Halbiertes Wirtschaftswachstum, niedrigste Inflation seit anderthalb Jahren: Schwache Konjunkturdaten aus der Euro-Zone machen eine baldige Zinssenkung durch die Europäische Zentralbank (EZB) wahrscheinlicher. Das Bruttoinlandprodukt (BIP) legte zwischen April und Juni nur noch um 0,2 Prozent zum Vorquartal zu, wie das Statistikamt Eurostat am Mittwoch in einer Schnellschätzung mitteilte.
Zu Jahresbeginn war das Plus mit 0,4 Prozent noch doppelt so hoch. Details nannten die Statistiker nicht, doch dürften die maue Weltkonjunktur, Handelskonflikte und Risiken wie der Brexit sowohl die Exporte als auch die Investitionen belastet haben.
Mario Draghi dürfte Massnahmen beschliessen
Die Inflationsrate in der Euro-Zone entfernt sich zugleich von der EZB-Zielmarke von zwei Prozent. Im Juli sank sie mit 1,1 Prozent auf den tiefsten Stand seit Februar 2018. Im Juni hatte der Wert noch bei 1,3 Prozent gelegen.
Damit dürfte EZB um ihren scheidenden Chef Mario Draghi im September ihre Geldpolitik weiter lockern. Dabei werden mehrere Optionen geprüft - von der Wiederaufnahme von Anleihekäufen bis hin zu höheren Strafzinsen für Geld, das Banken bei der EZB parkieren. Das soll billiges Geld in die Wirtschaft drücken, um Investitionen und Konsum anzuregen, was wiederum Wachstum und Inflation anschieben soll.
«Nur noch im Schneckentempo»
«Der Schwung ist weg: Für die europäische Wirtschaft geht es bis auf weiteres nur noch im Schneckentempo aufwärts», kommentierte KfW-Ökonomin Stephanie Schoenwald das nachlassende Wachstum. «Die globale Abkühlung ist in vollem Gange; die handels- und geopolitischen Konflikte brodeln weiter.»
Neue geldpolitische Impulse allein dürften daran aber nicht viel ändern. Commerzbank-Ökonom Marco Wagner geht davon aus, dass sich die Inflation nicht zuletzt wegen der mauen Konjunktur vorerst nicht der Zwei-Prozent-Marke annähern wird. «Aus diesen Gründen dürfte die EZB im September die geldpolitischen Schleusen öffnen», ist er sich sicher.

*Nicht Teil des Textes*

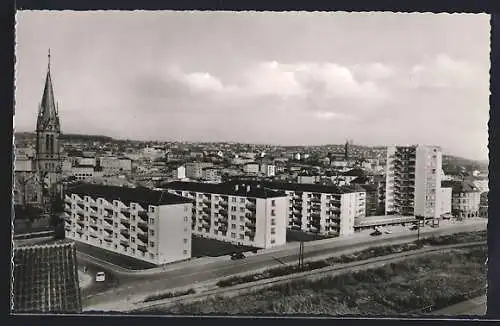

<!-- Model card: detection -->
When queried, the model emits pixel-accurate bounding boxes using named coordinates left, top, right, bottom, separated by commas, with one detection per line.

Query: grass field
left=145, top=244, right=487, bottom=315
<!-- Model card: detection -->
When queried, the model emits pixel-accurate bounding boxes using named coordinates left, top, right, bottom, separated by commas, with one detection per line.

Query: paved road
left=432, top=295, right=487, bottom=316
left=82, top=220, right=486, bottom=310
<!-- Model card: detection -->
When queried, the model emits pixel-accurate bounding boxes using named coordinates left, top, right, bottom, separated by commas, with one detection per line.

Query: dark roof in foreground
left=66, top=183, right=193, bottom=206
left=262, top=181, right=366, bottom=194
left=12, top=239, right=82, bottom=313
left=161, top=181, right=286, bottom=199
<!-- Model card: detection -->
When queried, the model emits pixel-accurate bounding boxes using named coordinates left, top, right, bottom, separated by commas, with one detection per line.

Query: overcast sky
left=15, top=11, right=490, bottom=160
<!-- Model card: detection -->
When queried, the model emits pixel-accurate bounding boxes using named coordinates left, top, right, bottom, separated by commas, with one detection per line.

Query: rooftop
left=262, top=181, right=366, bottom=194
left=66, top=183, right=193, bottom=207
left=162, top=181, right=286, bottom=199
left=12, top=239, right=82, bottom=313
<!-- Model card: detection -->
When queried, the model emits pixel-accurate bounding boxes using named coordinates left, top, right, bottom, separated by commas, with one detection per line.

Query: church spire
left=37, top=49, right=60, bottom=132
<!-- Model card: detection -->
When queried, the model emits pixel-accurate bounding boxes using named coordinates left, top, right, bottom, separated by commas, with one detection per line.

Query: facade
left=12, top=239, right=82, bottom=313
left=439, top=187, right=452, bottom=216
left=260, top=163, right=276, bottom=177
left=173, top=165, right=186, bottom=180
left=185, top=162, right=213, bottom=179
left=263, top=182, right=366, bottom=237
left=243, top=162, right=260, bottom=174
left=64, top=184, right=193, bottom=265
left=385, top=145, right=443, bottom=219
left=202, top=167, right=221, bottom=183
left=162, top=181, right=288, bottom=249
left=442, top=181, right=481, bottom=219
left=71, top=165, right=103, bottom=181
left=99, top=157, right=133, bottom=173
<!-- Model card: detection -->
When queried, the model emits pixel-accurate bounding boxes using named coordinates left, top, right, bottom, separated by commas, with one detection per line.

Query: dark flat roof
left=67, top=183, right=193, bottom=207
left=161, top=181, right=286, bottom=199
left=262, top=181, right=366, bottom=194
left=442, top=180, right=480, bottom=193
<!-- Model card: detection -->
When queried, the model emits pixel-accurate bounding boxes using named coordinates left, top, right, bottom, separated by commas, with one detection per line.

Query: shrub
left=143, top=288, right=196, bottom=303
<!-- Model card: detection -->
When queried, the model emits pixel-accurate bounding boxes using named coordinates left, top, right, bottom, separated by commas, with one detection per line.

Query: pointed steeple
left=37, top=49, right=60, bottom=132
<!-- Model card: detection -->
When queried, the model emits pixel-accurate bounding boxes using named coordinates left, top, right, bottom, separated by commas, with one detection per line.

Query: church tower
left=35, top=49, right=62, bottom=201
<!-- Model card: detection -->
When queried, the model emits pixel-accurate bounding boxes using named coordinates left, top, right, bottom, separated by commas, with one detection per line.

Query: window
left=184, top=216, right=189, bottom=222
left=150, top=230, right=155, bottom=236
left=131, top=248, right=135, bottom=254
left=131, top=226, right=136, bottom=232
left=85, top=236, right=88, bottom=240
left=183, top=250, right=188, bottom=255
left=131, top=237, right=135, bottom=243
left=271, top=210, right=276, bottom=216
left=150, top=206, right=155, bottom=213
left=131, top=204, right=136, bottom=210
left=271, top=239, right=276, bottom=244
left=114, top=244, right=118, bottom=249
left=239, top=207, right=245, bottom=212
left=114, top=222, right=118, bottom=227
left=240, top=234, right=244, bottom=240
left=183, top=238, right=188, bottom=244
left=271, top=227, right=276, bottom=235
left=99, top=239, right=102, bottom=245
left=240, top=225, right=244, bottom=231
left=184, top=206, right=189, bottom=212
left=184, top=227, right=188, bottom=233
left=271, top=219, right=276, bottom=226
left=271, top=200, right=276, bottom=207
left=149, top=218, right=155, bottom=225
left=150, top=253, right=155, bottom=259
left=214, top=230, right=218, bottom=235
left=199, top=194, right=203, bottom=199
left=150, top=241, right=155, bottom=248
left=114, top=201, right=118, bottom=207
left=240, top=198, right=245, bottom=203
left=231, top=206, right=236, bottom=212
left=231, top=215, right=236, bottom=220
left=232, top=197, right=237, bottom=203
left=231, top=224, right=236, bottom=229
left=231, top=232, right=236, bottom=239
left=114, top=212, right=117, bottom=217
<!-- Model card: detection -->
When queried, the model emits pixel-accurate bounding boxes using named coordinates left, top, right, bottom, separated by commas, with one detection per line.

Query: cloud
left=409, top=54, right=488, bottom=89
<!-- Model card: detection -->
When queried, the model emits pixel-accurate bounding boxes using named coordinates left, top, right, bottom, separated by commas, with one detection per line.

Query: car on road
left=384, top=229, right=393, bottom=234
left=95, top=271, right=106, bottom=282
left=230, top=252, right=246, bottom=260
left=370, top=230, right=382, bottom=236
left=410, top=225, right=419, bottom=231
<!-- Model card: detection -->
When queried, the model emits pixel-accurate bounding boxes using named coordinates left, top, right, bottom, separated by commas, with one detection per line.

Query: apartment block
left=64, top=184, right=193, bottom=265
left=243, top=162, right=260, bottom=174
left=202, top=167, right=222, bottom=183
left=263, top=182, right=366, bottom=237
left=185, top=162, right=213, bottom=179
left=385, top=145, right=443, bottom=219
left=162, top=181, right=288, bottom=249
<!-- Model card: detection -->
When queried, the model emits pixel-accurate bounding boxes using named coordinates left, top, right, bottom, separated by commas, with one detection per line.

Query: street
left=81, top=219, right=486, bottom=310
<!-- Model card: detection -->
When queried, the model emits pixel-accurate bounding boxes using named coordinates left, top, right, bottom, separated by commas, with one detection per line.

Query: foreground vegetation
left=144, top=289, right=196, bottom=303
left=216, top=231, right=486, bottom=288
left=145, top=245, right=486, bottom=315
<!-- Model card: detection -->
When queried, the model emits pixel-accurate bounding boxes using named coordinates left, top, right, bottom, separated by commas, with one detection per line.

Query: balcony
left=76, top=229, right=84, bottom=235
left=311, top=212, right=321, bottom=219
left=137, top=245, right=148, bottom=252
left=218, top=208, right=228, bottom=217
left=245, top=230, right=255, bottom=238
left=219, top=200, right=228, bottom=208
left=76, top=203, right=85, bottom=211
left=218, top=216, right=229, bottom=224
left=121, top=210, right=131, bottom=218
left=292, top=210, right=302, bottom=217
left=137, top=232, right=148, bottom=244
left=103, top=216, right=113, bottom=225
left=64, top=197, right=72, bottom=204
left=64, top=225, right=71, bottom=232
left=245, top=212, right=256, bottom=220
left=138, top=210, right=149, bottom=221
left=245, top=221, right=256, bottom=229
left=76, top=213, right=85, bottom=222
left=120, top=229, right=130, bottom=238
left=202, top=206, right=211, bottom=215
left=218, top=225, right=228, bottom=232
left=120, top=240, right=129, bottom=247
left=137, top=221, right=148, bottom=232
left=311, top=197, right=321, bottom=203
left=104, top=207, right=114, bottom=216
left=203, top=199, right=212, bottom=206
left=245, top=202, right=256, bottom=211
left=121, top=218, right=130, bottom=227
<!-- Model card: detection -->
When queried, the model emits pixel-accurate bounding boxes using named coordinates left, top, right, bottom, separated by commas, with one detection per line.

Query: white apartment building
left=263, top=182, right=366, bottom=237
left=173, top=165, right=186, bottom=180
left=185, top=162, right=213, bottom=179
left=162, top=181, right=288, bottom=249
left=439, top=187, right=452, bottom=216
left=260, top=163, right=276, bottom=177
left=243, top=162, right=260, bottom=174
left=64, top=184, right=193, bottom=265
left=385, top=145, right=444, bottom=219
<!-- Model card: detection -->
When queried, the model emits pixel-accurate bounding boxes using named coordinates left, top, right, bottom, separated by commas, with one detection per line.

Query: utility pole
left=298, top=241, right=305, bottom=269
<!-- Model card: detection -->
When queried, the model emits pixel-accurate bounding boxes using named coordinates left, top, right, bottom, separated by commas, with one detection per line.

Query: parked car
left=370, top=230, right=382, bottom=236
left=384, top=229, right=393, bottom=234
left=231, top=252, right=246, bottom=260
left=95, top=271, right=106, bottom=282
left=410, top=225, right=419, bottom=231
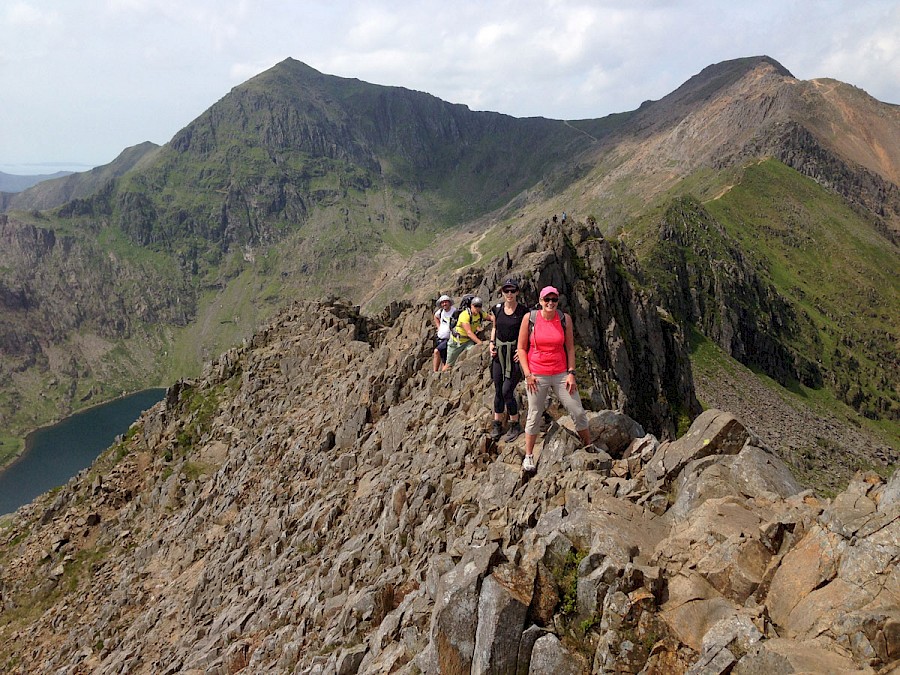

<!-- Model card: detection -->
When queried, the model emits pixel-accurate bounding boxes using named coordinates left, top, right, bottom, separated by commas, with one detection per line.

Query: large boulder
left=645, top=409, right=750, bottom=488
left=670, top=444, right=804, bottom=521
left=472, top=565, right=534, bottom=675
left=762, top=471, right=900, bottom=665
left=732, top=638, right=869, bottom=674
left=527, top=633, right=588, bottom=675
left=424, top=544, right=500, bottom=674
left=558, top=409, right=645, bottom=457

Spanien hängt Deutschland und Frankreich ab
Während die nach Deutschland zweitgrösste Euro-Volkswirtschaft Frankreich im Frühjahrsquartal ebenfalls um 0,2 Prozent wuchs, ging es in Spanien um 0,5 Prozent bergauf. In Italien stagnierte die Wirtschaft hingegen. Daten für Deutschland werden erst am 14. August vorgelegt. Das Berliner DIW-Institut erwartet «kaum mehr als eine Stagnation», die Commerzbank rechnet sogar mit einem Minus.
Trotz der Konjunkturabkühlung läuft es am Jobmarkt in der Währungsunion aber noch rund. Im Juni fiel die Arbeitslosenquote auf den tiefsten Stand seit elf Jahren. Der um jahreszeitliche Schwankungen bereinigte Wert lag bei 7,5 Prozent. Demnach waren knapp 12,4 Millionen registrierte Menschen im Euroraum auf Jobsuche – dies waren 45’000 weniger als im Vormonat und 1,032 Millionen weniger als vor einem Jahr.
Das dürfte den privaten Konsum stützen und einen stärkere Eintrübung der Konjunktur vorerst verhindern.